Turner pays Clark a visit, she comes home to find the department head in her house. The two talk about Marta and he relays that no one knows what the stitchers program is really for and he also confirms what Kirsten already knew; Ed Clark did not kill himself. Turner leaves, but before he does, tells Kirsten that they are trying to keep her safe.

Kirsten asks one final question, how did Ed die? “Saving you,” Turner replies before going out the door.

After Turner goes, Kirsten heads to Camille’s bedroom where her roommate is in bed doing a crossword puzzle. In a mirroring of Camille’s entry to Kirsten’s room earlier, Clark accepts the unspoken invitation to get into bed. Camille looks at her crossword, “Four letter word for inviolable,” she asks. “Safe,” replies Kirsten.

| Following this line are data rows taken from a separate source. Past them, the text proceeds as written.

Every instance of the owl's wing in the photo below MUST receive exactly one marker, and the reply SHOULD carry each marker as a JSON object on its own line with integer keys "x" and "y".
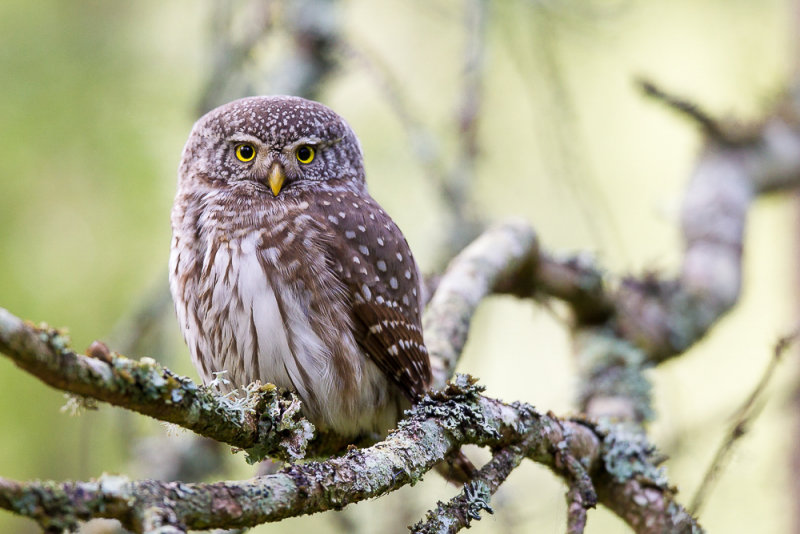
{"x": 395, "y": 345}
{"x": 378, "y": 271}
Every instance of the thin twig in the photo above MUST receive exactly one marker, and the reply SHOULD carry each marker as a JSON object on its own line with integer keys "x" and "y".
{"x": 743, "y": 419}
{"x": 712, "y": 127}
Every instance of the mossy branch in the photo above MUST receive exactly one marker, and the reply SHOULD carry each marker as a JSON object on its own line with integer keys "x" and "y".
{"x": 265, "y": 418}
{"x": 457, "y": 415}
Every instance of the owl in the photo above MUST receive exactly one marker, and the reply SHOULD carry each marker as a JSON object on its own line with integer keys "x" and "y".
{"x": 283, "y": 269}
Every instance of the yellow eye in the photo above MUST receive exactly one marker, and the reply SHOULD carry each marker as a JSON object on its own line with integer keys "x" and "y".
{"x": 305, "y": 154}
{"x": 245, "y": 152}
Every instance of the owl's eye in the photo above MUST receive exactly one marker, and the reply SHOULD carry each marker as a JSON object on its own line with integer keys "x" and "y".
{"x": 245, "y": 152}
{"x": 305, "y": 154}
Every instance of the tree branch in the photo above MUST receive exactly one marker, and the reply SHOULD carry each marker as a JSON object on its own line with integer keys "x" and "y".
{"x": 266, "y": 421}
{"x": 439, "y": 424}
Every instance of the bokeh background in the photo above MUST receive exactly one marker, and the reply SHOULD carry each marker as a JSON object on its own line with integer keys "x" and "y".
{"x": 97, "y": 98}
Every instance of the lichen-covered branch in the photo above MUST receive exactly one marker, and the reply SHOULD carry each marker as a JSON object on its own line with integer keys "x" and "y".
{"x": 437, "y": 425}
{"x": 265, "y": 421}
{"x": 646, "y": 320}
{"x": 503, "y": 253}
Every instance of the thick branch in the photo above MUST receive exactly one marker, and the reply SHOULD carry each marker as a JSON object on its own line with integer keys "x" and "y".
{"x": 502, "y": 254}
{"x": 437, "y": 425}
{"x": 265, "y": 417}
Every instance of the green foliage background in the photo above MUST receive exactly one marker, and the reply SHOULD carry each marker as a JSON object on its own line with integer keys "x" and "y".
{"x": 97, "y": 100}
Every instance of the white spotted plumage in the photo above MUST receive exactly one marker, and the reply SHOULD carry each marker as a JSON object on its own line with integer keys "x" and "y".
{"x": 309, "y": 288}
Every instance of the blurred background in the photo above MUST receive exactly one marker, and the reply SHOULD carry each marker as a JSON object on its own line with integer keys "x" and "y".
{"x": 97, "y": 99}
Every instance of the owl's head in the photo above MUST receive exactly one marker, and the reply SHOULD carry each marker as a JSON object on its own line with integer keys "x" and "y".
{"x": 278, "y": 144}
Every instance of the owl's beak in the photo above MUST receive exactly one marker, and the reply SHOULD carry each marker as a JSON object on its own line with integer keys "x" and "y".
{"x": 276, "y": 178}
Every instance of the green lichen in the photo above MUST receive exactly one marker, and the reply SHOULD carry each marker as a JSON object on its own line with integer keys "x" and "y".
{"x": 627, "y": 453}
{"x": 614, "y": 368}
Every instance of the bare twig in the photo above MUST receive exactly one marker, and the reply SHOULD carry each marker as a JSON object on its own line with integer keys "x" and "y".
{"x": 742, "y": 421}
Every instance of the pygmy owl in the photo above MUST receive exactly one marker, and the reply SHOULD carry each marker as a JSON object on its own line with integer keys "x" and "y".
{"x": 284, "y": 269}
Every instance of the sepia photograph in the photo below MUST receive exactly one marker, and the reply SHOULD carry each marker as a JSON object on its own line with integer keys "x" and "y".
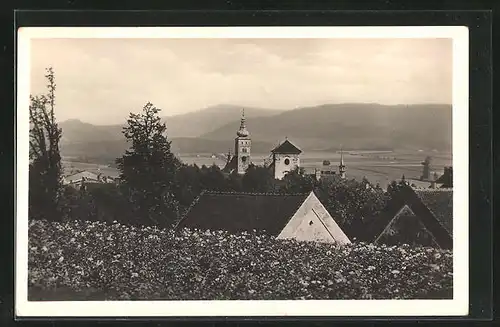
{"x": 208, "y": 171}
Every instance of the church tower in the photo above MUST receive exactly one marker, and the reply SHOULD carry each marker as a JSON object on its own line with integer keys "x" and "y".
{"x": 242, "y": 146}
{"x": 342, "y": 167}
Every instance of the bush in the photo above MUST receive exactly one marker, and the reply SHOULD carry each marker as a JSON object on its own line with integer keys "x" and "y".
{"x": 98, "y": 261}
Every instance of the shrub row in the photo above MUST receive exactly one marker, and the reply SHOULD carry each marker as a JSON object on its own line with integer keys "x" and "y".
{"x": 99, "y": 261}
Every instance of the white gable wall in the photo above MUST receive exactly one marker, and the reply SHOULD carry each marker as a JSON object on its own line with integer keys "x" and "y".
{"x": 312, "y": 222}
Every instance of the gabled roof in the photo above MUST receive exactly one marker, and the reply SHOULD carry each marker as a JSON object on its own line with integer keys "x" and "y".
{"x": 78, "y": 176}
{"x": 433, "y": 207}
{"x": 287, "y": 147}
{"x": 447, "y": 178}
{"x": 238, "y": 212}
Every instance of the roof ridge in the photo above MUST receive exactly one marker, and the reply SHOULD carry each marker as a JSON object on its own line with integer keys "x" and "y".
{"x": 252, "y": 193}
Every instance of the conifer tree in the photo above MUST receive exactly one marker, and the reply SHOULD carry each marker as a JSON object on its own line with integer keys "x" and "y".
{"x": 45, "y": 171}
{"x": 148, "y": 169}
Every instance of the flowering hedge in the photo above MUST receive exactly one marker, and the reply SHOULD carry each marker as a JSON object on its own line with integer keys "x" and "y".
{"x": 98, "y": 261}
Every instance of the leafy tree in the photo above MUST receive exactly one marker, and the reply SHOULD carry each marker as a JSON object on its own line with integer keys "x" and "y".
{"x": 188, "y": 183}
{"x": 45, "y": 171}
{"x": 148, "y": 168}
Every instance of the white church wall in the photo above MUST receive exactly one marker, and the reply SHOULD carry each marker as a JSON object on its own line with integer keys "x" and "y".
{"x": 312, "y": 222}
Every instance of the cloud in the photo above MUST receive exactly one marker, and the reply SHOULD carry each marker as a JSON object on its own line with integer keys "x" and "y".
{"x": 101, "y": 81}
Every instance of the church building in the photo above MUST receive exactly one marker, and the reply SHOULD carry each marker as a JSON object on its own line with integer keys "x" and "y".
{"x": 301, "y": 217}
{"x": 242, "y": 145}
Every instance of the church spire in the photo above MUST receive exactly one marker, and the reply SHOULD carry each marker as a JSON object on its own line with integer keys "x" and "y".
{"x": 243, "y": 132}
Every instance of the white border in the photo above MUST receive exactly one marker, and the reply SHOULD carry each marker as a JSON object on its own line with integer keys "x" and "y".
{"x": 457, "y": 306}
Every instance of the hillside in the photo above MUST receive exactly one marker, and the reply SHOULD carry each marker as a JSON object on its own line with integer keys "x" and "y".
{"x": 356, "y": 126}
{"x": 189, "y": 125}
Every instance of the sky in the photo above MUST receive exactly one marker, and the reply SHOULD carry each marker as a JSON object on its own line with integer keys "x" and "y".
{"x": 100, "y": 81}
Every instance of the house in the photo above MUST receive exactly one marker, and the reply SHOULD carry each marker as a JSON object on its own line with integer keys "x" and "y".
{"x": 418, "y": 217}
{"x": 242, "y": 146}
{"x": 299, "y": 216}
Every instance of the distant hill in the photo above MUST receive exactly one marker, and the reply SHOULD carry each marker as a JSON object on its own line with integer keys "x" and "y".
{"x": 325, "y": 128}
{"x": 355, "y": 126}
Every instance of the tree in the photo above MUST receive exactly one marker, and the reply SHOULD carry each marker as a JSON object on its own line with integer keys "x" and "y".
{"x": 45, "y": 171}
{"x": 148, "y": 169}
{"x": 212, "y": 179}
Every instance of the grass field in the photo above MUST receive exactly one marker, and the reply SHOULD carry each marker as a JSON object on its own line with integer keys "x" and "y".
{"x": 377, "y": 166}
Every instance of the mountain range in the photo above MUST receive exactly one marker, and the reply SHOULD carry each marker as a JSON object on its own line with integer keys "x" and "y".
{"x": 320, "y": 128}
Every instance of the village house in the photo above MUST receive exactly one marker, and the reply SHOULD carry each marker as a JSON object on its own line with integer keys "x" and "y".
{"x": 300, "y": 216}
{"x": 417, "y": 217}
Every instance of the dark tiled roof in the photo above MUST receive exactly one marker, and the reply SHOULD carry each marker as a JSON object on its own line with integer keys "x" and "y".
{"x": 447, "y": 178}
{"x": 440, "y": 203}
{"x": 287, "y": 147}
{"x": 231, "y": 165}
{"x": 237, "y": 212}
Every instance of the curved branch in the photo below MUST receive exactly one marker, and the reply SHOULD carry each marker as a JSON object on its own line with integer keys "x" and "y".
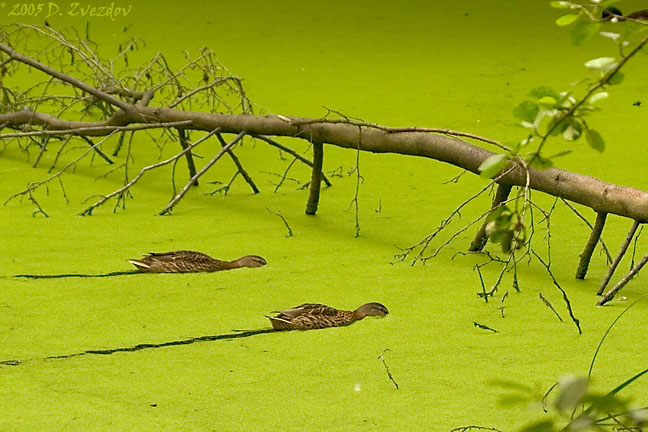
{"x": 66, "y": 78}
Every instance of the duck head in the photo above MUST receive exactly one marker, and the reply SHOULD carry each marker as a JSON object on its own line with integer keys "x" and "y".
{"x": 371, "y": 309}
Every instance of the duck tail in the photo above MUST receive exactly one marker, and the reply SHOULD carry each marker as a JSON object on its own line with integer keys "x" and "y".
{"x": 141, "y": 265}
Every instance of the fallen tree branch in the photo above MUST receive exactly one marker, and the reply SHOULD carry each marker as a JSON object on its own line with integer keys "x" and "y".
{"x": 167, "y": 210}
{"x": 617, "y": 260}
{"x": 88, "y": 211}
{"x": 623, "y": 282}
{"x": 594, "y": 238}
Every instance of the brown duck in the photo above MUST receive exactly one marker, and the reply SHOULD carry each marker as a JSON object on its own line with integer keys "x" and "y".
{"x": 314, "y": 316}
{"x": 184, "y": 261}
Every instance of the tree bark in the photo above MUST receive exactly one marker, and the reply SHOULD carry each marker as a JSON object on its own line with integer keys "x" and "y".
{"x": 481, "y": 238}
{"x": 595, "y": 236}
{"x": 602, "y": 197}
{"x": 316, "y": 179}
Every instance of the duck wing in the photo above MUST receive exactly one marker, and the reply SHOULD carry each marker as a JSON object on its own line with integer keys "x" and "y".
{"x": 181, "y": 255}
{"x": 307, "y": 309}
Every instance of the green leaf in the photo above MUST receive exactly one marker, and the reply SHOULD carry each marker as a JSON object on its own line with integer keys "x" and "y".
{"x": 538, "y": 162}
{"x": 526, "y": 111}
{"x": 561, "y": 4}
{"x": 492, "y": 165}
{"x": 594, "y": 139}
{"x": 616, "y": 78}
{"x": 542, "y": 91}
{"x": 582, "y": 30}
{"x": 573, "y": 131}
{"x": 565, "y": 20}
{"x": 614, "y": 36}
{"x": 603, "y": 64}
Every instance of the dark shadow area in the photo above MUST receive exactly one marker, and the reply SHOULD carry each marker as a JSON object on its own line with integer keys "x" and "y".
{"x": 66, "y": 275}
{"x": 140, "y": 347}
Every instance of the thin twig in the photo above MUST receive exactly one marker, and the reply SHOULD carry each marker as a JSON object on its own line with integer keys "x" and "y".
{"x": 389, "y": 375}
{"x": 239, "y": 165}
{"x": 278, "y": 213}
{"x": 316, "y": 179}
{"x": 623, "y": 282}
{"x": 565, "y": 298}
{"x": 484, "y": 327}
{"x": 591, "y": 227}
{"x": 191, "y": 166}
{"x": 88, "y": 211}
{"x": 593, "y": 240}
{"x": 550, "y": 306}
{"x": 169, "y": 207}
{"x": 617, "y": 260}
{"x": 290, "y": 152}
{"x": 502, "y": 303}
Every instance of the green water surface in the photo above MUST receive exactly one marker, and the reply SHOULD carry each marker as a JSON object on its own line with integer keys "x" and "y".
{"x": 460, "y": 65}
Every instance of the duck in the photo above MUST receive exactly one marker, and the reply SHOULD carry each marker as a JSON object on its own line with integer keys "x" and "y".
{"x": 186, "y": 261}
{"x": 310, "y": 316}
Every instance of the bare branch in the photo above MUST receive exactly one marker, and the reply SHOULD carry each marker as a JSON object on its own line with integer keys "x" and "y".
{"x": 239, "y": 165}
{"x": 623, "y": 282}
{"x": 594, "y": 238}
{"x": 167, "y": 210}
{"x": 88, "y": 211}
{"x": 316, "y": 179}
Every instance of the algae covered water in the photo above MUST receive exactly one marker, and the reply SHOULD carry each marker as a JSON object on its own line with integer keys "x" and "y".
{"x": 157, "y": 352}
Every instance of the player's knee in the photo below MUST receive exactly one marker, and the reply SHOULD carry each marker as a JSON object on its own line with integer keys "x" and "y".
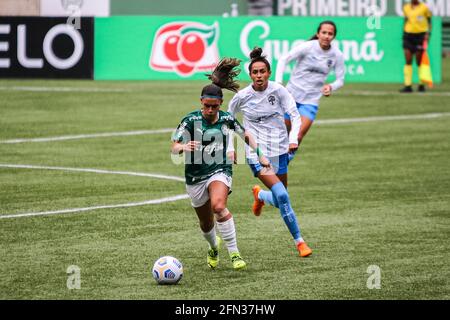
{"x": 218, "y": 207}
{"x": 206, "y": 226}
{"x": 223, "y": 216}
{"x": 282, "y": 197}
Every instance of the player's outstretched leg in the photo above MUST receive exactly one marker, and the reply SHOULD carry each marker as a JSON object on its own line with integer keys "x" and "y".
{"x": 212, "y": 257}
{"x": 284, "y": 204}
{"x": 226, "y": 227}
{"x": 257, "y": 202}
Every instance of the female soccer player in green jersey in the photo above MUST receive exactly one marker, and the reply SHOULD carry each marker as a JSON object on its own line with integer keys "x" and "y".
{"x": 203, "y": 136}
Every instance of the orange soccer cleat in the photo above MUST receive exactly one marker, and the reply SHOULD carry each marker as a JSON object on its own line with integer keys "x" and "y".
{"x": 303, "y": 249}
{"x": 257, "y": 204}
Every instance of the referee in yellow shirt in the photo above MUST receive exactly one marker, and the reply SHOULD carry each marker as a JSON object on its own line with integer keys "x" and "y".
{"x": 417, "y": 28}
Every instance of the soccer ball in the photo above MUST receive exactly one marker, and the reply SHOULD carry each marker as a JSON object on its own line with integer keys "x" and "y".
{"x": 167, "y": 270}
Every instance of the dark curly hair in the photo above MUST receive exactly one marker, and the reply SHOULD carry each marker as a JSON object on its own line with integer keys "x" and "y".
{"x": 257, "y": 56}
{"x": 331, "y": 23}
{"x": 222, "y": 77}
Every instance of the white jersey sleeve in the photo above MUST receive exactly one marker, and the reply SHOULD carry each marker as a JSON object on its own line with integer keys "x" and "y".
{"x": 295, "y": 53}
{"x": 339, "y": 70}
{"x": 233, "y": 108}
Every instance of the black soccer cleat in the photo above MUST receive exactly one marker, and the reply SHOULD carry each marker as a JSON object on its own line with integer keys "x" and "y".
{"x": 406, "y": 89}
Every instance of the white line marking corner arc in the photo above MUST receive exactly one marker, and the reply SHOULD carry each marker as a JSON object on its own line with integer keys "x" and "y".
{"x": 77, "y": 210}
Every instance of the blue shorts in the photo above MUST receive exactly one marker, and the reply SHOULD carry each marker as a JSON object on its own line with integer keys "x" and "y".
{"x": 306, "y": 110}
{"x": 279, "y": 164}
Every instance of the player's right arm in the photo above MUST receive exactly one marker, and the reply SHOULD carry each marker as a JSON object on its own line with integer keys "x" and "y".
{"x": 248, "y": 139}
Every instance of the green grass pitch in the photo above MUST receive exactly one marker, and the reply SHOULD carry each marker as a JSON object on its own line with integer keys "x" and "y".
{"x": 366, "y": 193}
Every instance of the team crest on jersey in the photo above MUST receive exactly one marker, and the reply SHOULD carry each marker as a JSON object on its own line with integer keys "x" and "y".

Later Linus calls early in the morning to talk to Kirsten. Camille answers her phone, Linus can’t reach Kirsten, and she tells him that she’s still in bed. He asks about Kirsten and she hands the phone to her roommate. Linus is blown away that they are in bed “together” and Kirsten hangs up as he continues to ask if the two women are really in the same bed. He reveals that the beeping was a coded map reference.

Finally is full of revelatory moments. The characters continue to gel, Cameron and Kirsten are getting that bit closer to becoming an item; “Thank you,” says Clark, “For what,” asks Cameron, “For not being a nobody,” answers Kirsten. Oded Fehr makes a brilliant baddie. In the scene at Kirsten’s house he is smarmy, creepy, unsettling, and threatening. Not like his usual characters at all and very impressive.

This episode has joined two previous ones which leave the viewer with a lump in the throat; it is the little touches that Clark adds to each stitch. This one was delivering the Bakery lease to Nicole Fox, who thought that her dead sister did not care about her life. This is top notch television, a show where a perfect combination of writers and cast grab the viewer and lead them on a brilliant entertainment experience; making one laugh, cry and eagerly anticipate the next episode.

Stitchers equals epic win. Tune in on Tuesdays at ABC Family and see why.